To begin to be compensated for the experience, sweat, and physicality of being a potter, I would like to be making $20 an hour. It's not chicken feed and it's not caviar fare.
Now, I know these things:
- Health insurance could eat up to 1/3 of that salary. I now have it through my husband's group plan. We have experienced enough illness and medical expenses from his kidney transplant that I can not imagine being without health insurance. I really do not consider it a luxury and it frightens the daylights out of me that so many artists go without it.
- Any money I make, I have to allow that I will be paying 16% approx. as a self-employed person for social security. So that comes off the top and reduces that $20 down to $16.80 or so.
- I will not be working at artist wages 40 hours a week. Much of my time is spent answering the phone, typing invoices, mixing glazes, recycling clay, changing the light bulbs and air conditioner filters, cleaning the toilets, etc. How to balance this is a mystery to me.
- I have a personal goal to get to $50,000 a year in sales in the near future. I am not there yet by a long shot and I would not be able to afford to pay myself that $20 an hour weekly wage because the expenses/costs of doing business are more than $8400 a year. Just my power, water and phone bill run $325 a month, not including any property/car insurance, rent, business licenses, internet web hosting, email programs, postage, clay and glaze materials, gas, boxes, bubble wrap, etc.......
- I do understand all the arguments that we are not making "needed" things. Yet we are surrounded by "unneeded" things that people choose to spend their discretionary monies on. To name a few: cigarettes, body art, paintings, music, television, movies. I happen to think that my pottery is just as important as the local tatoo artist's work. I have no idea what a good tatoo art makes. I do know my son has dropped some money on body art and it's not cheap. I'm not sure I even know how to spell it right!
- Part of what I want is to create a decent living wage as an example to up and coming artists that they can choose to work at something they love and get paid for.
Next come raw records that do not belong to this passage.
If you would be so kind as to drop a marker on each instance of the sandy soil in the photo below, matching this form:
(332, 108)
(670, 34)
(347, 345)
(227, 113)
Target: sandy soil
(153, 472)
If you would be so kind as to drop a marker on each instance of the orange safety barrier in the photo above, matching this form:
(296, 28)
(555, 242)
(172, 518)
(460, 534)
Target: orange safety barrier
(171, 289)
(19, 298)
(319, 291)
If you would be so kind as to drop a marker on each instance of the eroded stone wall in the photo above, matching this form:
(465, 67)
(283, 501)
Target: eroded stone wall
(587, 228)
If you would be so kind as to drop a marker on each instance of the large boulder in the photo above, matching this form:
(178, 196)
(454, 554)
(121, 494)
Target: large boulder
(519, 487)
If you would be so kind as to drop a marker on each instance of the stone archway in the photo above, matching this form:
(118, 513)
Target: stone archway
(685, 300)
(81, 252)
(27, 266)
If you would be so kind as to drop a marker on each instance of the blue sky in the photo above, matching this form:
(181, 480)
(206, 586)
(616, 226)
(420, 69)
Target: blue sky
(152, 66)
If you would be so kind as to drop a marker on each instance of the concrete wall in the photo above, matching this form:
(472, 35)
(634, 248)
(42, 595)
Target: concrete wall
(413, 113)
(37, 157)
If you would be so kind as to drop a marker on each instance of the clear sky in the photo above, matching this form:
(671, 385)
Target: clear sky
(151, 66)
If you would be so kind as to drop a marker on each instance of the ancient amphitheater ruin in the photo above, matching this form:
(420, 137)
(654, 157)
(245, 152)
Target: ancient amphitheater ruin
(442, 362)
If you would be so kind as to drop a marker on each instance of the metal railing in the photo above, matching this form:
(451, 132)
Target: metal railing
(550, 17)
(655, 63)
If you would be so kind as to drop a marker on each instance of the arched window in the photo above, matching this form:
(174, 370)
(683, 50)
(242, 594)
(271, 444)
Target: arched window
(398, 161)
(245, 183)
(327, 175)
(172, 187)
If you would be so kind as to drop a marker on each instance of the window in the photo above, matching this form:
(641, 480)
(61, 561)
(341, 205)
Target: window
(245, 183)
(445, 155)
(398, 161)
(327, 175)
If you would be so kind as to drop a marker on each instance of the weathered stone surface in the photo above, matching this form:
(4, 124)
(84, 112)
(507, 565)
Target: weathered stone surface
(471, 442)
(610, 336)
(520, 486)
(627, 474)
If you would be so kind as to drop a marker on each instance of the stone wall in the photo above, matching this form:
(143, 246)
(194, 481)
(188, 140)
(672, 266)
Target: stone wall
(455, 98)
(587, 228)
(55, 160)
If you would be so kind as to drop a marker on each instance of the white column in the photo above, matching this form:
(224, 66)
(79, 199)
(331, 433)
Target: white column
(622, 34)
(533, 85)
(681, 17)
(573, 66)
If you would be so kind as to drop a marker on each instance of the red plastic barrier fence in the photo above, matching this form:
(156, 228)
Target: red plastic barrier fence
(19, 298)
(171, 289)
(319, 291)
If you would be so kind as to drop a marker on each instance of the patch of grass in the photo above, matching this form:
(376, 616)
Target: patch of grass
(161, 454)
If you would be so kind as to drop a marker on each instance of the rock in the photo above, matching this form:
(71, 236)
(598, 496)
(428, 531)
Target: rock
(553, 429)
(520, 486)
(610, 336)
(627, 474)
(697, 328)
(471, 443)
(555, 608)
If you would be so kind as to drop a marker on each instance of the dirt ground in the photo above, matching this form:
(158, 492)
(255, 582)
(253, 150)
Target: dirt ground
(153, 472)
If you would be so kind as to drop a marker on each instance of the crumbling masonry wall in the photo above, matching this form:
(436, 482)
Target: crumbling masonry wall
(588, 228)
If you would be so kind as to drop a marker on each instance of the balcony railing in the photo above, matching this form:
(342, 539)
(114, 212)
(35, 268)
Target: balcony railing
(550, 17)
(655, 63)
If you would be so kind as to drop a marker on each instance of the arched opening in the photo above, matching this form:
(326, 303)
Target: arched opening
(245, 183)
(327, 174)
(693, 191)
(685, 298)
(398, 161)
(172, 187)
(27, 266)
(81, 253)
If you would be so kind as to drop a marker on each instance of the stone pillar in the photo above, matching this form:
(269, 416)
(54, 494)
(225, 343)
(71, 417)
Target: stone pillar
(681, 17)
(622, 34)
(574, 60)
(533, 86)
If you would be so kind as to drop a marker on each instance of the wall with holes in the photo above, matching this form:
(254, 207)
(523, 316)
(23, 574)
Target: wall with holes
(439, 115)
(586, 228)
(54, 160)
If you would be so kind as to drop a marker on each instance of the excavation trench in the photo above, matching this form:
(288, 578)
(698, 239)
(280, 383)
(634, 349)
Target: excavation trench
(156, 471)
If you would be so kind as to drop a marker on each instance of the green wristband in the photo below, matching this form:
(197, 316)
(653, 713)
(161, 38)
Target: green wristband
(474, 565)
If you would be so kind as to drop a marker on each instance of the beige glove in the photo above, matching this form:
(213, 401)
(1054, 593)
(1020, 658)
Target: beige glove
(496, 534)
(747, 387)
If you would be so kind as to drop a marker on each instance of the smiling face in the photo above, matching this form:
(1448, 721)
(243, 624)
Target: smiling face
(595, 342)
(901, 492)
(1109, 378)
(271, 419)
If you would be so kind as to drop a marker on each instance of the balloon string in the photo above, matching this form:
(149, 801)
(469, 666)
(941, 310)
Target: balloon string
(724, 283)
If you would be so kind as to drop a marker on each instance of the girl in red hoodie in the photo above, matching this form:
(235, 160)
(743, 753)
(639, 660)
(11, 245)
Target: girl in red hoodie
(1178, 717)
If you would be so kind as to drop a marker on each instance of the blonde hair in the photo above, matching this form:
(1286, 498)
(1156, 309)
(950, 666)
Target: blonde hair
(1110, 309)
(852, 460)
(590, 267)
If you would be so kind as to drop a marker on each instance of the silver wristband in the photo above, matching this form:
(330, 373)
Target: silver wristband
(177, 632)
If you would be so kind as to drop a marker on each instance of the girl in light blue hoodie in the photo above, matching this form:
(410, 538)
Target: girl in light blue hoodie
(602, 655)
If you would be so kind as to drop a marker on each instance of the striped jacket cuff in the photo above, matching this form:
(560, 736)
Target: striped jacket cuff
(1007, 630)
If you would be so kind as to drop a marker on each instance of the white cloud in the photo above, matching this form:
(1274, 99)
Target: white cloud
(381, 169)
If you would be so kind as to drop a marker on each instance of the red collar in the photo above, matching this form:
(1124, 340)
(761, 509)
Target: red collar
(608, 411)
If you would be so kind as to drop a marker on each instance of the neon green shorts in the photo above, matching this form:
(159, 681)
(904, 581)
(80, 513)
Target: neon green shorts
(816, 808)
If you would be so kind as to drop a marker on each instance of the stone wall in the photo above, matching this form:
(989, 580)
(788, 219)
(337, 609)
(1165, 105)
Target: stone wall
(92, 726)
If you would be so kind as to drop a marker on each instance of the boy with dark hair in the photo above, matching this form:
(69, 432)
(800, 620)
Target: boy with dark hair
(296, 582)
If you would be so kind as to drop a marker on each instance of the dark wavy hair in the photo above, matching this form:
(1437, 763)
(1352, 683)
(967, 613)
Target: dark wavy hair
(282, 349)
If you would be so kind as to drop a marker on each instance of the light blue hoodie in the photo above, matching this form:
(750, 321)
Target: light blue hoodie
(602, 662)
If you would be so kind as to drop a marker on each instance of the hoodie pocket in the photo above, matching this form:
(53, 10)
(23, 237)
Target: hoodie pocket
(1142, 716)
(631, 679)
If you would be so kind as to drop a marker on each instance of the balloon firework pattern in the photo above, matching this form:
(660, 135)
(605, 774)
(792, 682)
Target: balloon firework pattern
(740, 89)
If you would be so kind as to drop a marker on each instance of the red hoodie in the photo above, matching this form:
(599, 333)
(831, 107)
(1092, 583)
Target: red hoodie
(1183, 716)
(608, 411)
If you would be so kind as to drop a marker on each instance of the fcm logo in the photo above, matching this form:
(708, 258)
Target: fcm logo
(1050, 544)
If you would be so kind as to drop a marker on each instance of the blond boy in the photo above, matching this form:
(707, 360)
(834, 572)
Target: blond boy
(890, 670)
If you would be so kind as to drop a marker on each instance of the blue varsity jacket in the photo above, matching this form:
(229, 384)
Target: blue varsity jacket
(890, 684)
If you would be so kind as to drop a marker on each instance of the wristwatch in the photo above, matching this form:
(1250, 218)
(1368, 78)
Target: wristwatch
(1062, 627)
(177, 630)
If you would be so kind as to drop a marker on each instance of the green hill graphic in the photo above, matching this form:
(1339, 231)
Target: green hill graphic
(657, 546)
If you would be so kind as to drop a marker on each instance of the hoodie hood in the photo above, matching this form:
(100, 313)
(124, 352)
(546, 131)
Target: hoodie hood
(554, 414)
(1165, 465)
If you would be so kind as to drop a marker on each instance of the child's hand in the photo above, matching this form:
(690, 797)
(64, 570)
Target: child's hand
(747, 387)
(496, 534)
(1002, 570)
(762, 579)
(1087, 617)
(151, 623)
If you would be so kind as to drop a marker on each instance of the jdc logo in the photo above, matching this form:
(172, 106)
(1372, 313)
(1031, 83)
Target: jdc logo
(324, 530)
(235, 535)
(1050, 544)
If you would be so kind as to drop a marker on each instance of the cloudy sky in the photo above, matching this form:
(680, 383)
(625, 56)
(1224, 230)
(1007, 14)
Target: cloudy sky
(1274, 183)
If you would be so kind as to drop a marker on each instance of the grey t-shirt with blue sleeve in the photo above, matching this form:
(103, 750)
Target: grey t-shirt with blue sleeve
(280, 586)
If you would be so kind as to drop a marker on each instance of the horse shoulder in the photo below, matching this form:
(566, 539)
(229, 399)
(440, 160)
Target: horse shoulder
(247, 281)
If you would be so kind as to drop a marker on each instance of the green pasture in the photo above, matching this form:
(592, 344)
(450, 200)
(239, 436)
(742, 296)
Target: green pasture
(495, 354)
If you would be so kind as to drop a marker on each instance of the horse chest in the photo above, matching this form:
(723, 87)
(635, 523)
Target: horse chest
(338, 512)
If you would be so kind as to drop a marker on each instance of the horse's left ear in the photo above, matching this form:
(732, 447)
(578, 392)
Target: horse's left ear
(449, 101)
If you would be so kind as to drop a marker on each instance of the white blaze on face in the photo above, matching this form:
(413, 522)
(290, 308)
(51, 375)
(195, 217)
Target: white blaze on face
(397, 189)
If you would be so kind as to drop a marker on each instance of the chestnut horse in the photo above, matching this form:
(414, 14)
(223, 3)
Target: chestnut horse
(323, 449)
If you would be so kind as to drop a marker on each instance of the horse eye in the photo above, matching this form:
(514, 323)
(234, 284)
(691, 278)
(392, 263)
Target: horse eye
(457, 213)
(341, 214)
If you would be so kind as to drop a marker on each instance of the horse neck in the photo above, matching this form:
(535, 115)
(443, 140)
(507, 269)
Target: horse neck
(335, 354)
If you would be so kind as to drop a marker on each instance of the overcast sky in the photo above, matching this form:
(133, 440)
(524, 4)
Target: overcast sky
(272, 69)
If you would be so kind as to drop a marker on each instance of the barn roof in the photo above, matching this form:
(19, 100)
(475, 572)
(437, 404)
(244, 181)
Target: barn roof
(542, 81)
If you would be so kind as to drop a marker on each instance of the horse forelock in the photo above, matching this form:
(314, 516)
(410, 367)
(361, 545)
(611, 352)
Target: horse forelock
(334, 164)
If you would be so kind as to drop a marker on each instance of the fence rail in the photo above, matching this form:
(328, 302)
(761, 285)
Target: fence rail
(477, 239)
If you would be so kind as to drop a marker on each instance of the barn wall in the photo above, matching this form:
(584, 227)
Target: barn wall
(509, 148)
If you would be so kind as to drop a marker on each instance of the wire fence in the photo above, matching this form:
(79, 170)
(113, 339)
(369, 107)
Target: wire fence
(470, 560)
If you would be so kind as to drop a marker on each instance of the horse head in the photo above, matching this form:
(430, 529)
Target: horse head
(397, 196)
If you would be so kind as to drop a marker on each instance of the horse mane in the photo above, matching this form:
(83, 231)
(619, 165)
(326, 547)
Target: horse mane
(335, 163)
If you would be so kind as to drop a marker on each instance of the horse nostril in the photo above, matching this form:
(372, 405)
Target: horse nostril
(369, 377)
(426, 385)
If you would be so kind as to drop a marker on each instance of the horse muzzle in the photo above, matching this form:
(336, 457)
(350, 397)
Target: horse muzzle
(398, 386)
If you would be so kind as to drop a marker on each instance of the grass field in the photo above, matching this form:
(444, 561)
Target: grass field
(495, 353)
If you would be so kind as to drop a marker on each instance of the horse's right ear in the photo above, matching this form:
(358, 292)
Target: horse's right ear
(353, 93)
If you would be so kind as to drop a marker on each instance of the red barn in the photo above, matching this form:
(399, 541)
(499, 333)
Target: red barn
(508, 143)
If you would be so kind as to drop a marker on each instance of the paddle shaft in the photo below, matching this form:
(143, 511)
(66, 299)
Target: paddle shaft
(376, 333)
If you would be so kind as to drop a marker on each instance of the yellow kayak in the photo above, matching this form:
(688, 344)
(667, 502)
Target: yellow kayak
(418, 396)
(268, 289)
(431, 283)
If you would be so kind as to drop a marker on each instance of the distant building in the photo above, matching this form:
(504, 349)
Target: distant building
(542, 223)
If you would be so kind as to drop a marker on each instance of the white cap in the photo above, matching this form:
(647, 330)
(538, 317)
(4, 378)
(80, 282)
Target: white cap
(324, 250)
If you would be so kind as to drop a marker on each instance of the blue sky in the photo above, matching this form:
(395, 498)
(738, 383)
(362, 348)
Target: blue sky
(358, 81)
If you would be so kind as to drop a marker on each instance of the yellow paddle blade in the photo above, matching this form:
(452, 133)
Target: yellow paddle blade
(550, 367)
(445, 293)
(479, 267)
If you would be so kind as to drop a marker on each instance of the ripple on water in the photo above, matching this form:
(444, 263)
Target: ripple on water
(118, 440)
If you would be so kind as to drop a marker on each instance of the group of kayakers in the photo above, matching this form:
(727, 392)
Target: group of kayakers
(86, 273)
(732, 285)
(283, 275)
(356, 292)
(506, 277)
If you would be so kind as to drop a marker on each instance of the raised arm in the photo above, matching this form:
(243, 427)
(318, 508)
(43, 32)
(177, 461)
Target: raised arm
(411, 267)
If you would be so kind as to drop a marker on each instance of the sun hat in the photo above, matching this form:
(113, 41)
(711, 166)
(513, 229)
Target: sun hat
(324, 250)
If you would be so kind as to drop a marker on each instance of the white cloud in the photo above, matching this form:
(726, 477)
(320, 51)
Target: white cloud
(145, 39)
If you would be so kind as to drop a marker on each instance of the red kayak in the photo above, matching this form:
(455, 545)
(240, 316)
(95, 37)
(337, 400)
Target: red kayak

I really hate being embarrassed when someone asks me if "They can make a good living at pottery?" I feel like I am not doing it now. So one of the steps for me is to identify my true costs and look at this profession like a business, then set goals of income and wages, work towards those and then up the ante to higher stakes.
That's all I can handle on the subject for now. You can comment back with any ideas you have on how insane or sane some of this is.